A parte un anno al Brescia, terminale della sua carriera di calciatore, quell’esperienza al Cesena e poche domeniche all’Udinese, la sua carriera da tecnico è trascorsa in Federcalcio, 1968-1991. Avevamo una vera e propria scuola per gli allenatori federali. Abbiamo buttato pure questa.
Azeglio prese il posto di Enzo Bearzot dopo Messico ’86, dove il “vecio” pagò la riconoscenza al gruppo del Mundial 1982, ormai logoro. Azeglio era più flessibile: a Italia ’90 lanciò Totò Schillaci (e Baggio).
Solido nelle idee, non difendeva il gioco all’italiana contro la zona. E’ stato iellato, anche nella vita: una volta cadde dal balcone di casa e venne salvato dalla tenda del bar sottostante. Ha vinto meno di quello che avrebbe meritato. Lo tradirono i fedelissimi dal dischetto, nella finale Under 21 persa con la Spagna (1986) e nella semifinale Mondiale a Napoli con l’Argentina. Senza parlare della sciagurata uscita di Zenga su Caniggia.

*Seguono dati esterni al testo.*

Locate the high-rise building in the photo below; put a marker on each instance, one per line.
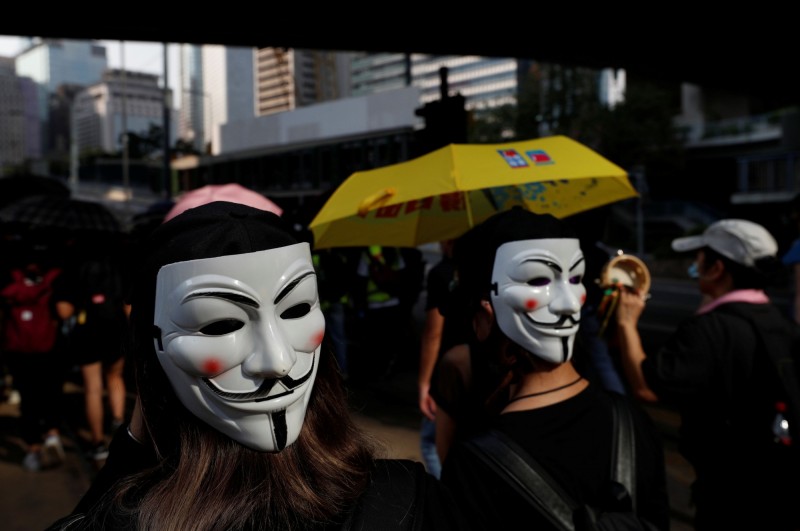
(51, 63)
(122, 102)
(19, 118)
(217, 87)
(291, 78)
(485, 82)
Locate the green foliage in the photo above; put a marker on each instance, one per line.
(565, 100)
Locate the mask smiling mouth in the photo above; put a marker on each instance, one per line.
(263, 392)
(564, 323)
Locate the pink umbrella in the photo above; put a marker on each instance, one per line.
(235, 193)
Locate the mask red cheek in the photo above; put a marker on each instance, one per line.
(315, 340)
(212, 366)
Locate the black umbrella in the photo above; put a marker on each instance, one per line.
(44, 212)
(16, 187)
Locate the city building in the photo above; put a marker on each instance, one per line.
(20, 127)
(291, 78)
(485, 82)
(51, 63)
(217, 86)
(122, 101)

Nel 1988 si era qualificato agli Europei in Germania dove incappò, in semifinale, nell’armata rossa del colonnello Lobanowski. Pochi hanno sottolineato che l’Italia, prima di lui, aveva partecipato solo quando li aveva organizzati. Non amava le polemiche e quando discuteva era sempre pacato. Ah, quella volta a Cesena, ci offrì pure il pranzo. No, non ti dimenticheremo, Azeglio.